I suspect the problem has to do with the resolution of the timestamp you are using (down to milliseconds?), which means that you have a very large number of distinct values. I also suspect that the qvd contains one line per day (hence swuehl's point).

The time portion plays no part in the month selection, so I would use applymap(), but do it like this:

For the mapping table:

MonthMap:

mapping load

    Distinct Floor(TimeValue),

    MonthName(TimeValueEndDate) as [Month Name]

from ..\TIME.qvd (qvd);

and for the applymap:

Applymap('MonthMap', Floor(TimeValue), 'Missing') as [Month Name]

That should prevent an explosion of memory or disk space. Note the 'Missing' if no match is found. You could also base the mapping table on the actual data, rather than a separate qvd (which would mean no unmatched values), or use the Month() or MonthName() function on the timestamp during your load.

HTH

Jonathan

Logic will get you from a to b. Imagination will take you everywhere. - A Einstein
ryanhicks
Contributor III
Contributor III
Author

swuehl,

Thank you for the reply.  there is a 100% match between teh tables.  the funny thing is there are only 3 possible values for this load (test load).  there will be more once we implement the app in production.

ryanhicks
Contributor III
Contributor III
Author

the QVD only contains one value for each month and there is a 100% match between the QVD's. so there are only around 50 distinct values (i make sure of this when I create the Time.qvd.  also the date field that i am mapping on is only a 3 character numeric field not a timestamp.

while the TimeValueEndDate is a timestamp field, there is only one per record and that is removed with the MonthName function.

As far as using the monthname function during the load that is not an option as the main data source has only the 3 character field so i need to map that character to a monthname hence the left join/map options.

swuehl
MVP
MVP

So your TIME.qvd is really small, right?

Have you compared the two versions of your qvws with regard to number of distinct field values and rows in your resident tables? You can do this easily looking at the tables tab of Document Properties.

Is the count and distinct count of field [Month Name] equal in both qvws?

edit: And please also check the other fields / tables.
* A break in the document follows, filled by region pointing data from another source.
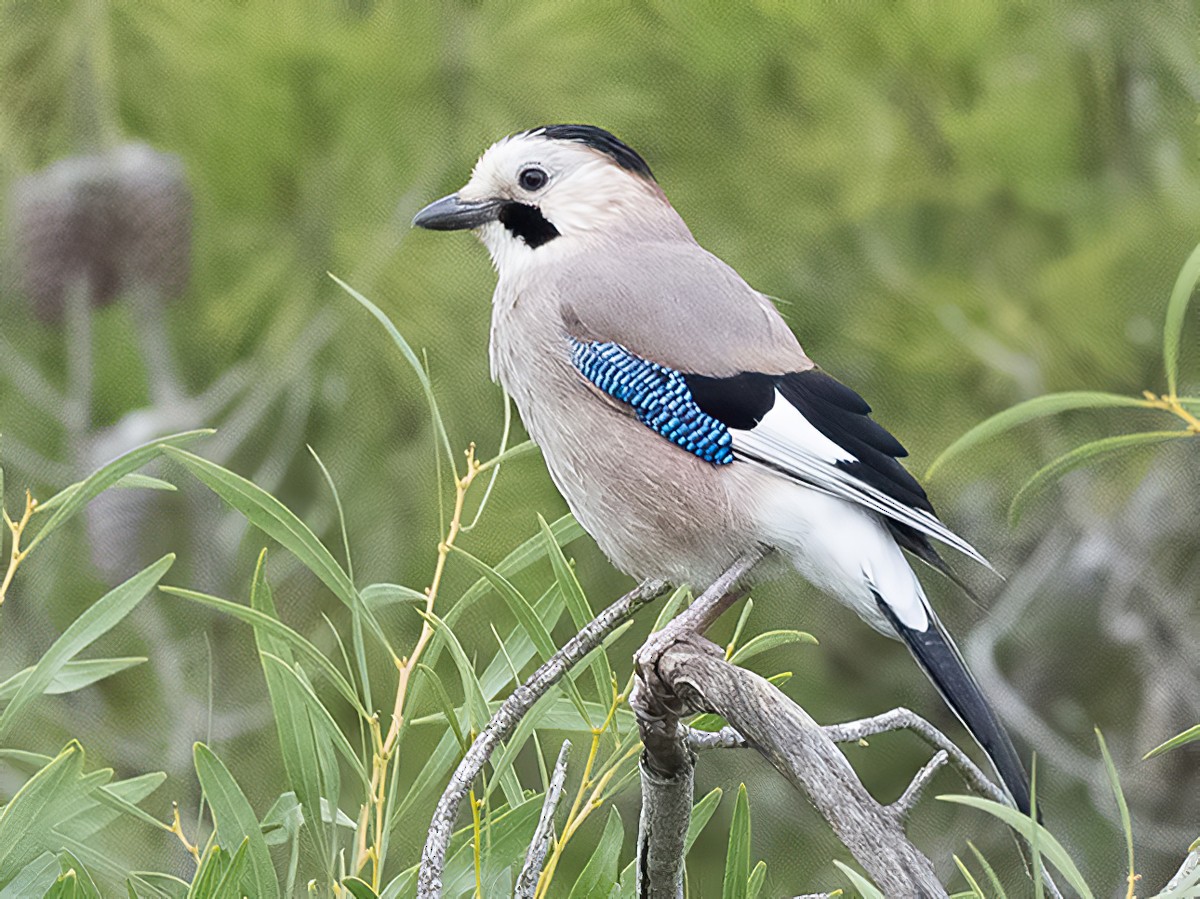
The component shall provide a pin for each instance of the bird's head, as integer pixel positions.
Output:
(552, 186)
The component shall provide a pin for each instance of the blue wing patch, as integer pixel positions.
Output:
(659, 396)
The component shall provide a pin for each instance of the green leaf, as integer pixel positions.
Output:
(28, 821)
(865, 888)
(324, 726)
(1189, 736)
(599, 874)
(993, 880)
(737, 858)
(95, 621)
(577, 605)
(305, 649)
(757, 877)
(701, 814)
(473, 691)
(1029, 411)
(279, 522)
(293, 721)
(449, 713)
(358, 888)
(976, 891)
(1033, 832)
(1176, 311)
(235, 821)
(411, 358)
(769, 640)
(384, 594)
(71, 677)
(1079, 456)
(229, 887)
(1119, 795)
(144, 481)
(527, 618)
(34, 879)
(71, 499)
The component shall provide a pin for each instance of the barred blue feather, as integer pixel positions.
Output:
(659, 396)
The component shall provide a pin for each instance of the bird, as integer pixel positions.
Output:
(678, 414)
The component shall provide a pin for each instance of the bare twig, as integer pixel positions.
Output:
(911, 796)
(527, 881)
(904, 719)
(504, 721)
(701, 679)
(724, 738)
(663, 828)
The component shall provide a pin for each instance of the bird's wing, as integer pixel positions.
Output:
(677, 304)
(803, 425)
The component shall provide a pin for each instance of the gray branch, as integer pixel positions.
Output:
(724, 738)
(682, 673)
(904, 719)
(527, 881)
(504, 721)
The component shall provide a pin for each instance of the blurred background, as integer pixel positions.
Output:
(959, 207)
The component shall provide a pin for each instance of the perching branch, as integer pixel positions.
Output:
(682, 673)
(527, 881)
(504, 721)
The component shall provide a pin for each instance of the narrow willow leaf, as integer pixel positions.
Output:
(599, 875)
(280, 523)
(1176, 312)
(519, 647)
(144, 481)
(769, 640)
(757, 877)
(577, 605)
(449, 713)
(107, 803)
(325, 729)
(305, 649)
(34, 879)
(235, 820)
(701, 814)
(27, 822)
(73, 498)
(473, 691)
(1189, 736)
(747, 607)
(1029, 411)
(976, 891)
(993, 879)
(1119, 795)
(95, 621)
(737, 857)
(71, 677)
(1080, 456)
(360, 653)
(528, 619)
(1032, 832)
(359, 888)
(229, 886)
(865, 888)
(413, 361)
(384, 594)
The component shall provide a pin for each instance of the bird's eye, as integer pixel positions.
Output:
(532, 179)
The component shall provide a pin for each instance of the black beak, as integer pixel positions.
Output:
(456, 214)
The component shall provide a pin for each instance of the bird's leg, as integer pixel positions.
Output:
(657, 712)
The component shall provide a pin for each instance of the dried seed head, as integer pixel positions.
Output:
(102, 223)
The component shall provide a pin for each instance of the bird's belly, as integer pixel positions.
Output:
(654, 509)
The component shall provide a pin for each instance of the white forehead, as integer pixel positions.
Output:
(503, 161)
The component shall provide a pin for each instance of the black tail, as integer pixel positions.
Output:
(936, 653)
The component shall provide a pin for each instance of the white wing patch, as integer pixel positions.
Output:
(787, 443)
In general, is the resulting data model the same in both versions?

ryanhicks
Contributor III
Contributor III
Author

yes i have compared them. in both apps the number of values and the number of distinct values are the same in both apps.  68 mill values (one for each record) 3 distinct values.

count and count distinct are equal in both qvws.

I have also run the document analyzer on both of the qvw's and there is no difference.  they should logically be exactly the same file.

swuehl
MVP
MVP

Sorry, I don't have another idea right now, if all other qvw settings (file compression) are identical as well.

Which version are you using? Can you replicate this issue with a very downstripped version of your app (just the TimeValue mapping)? Can you share this simplified app then?

If not, I would consider creating a ticket with QT.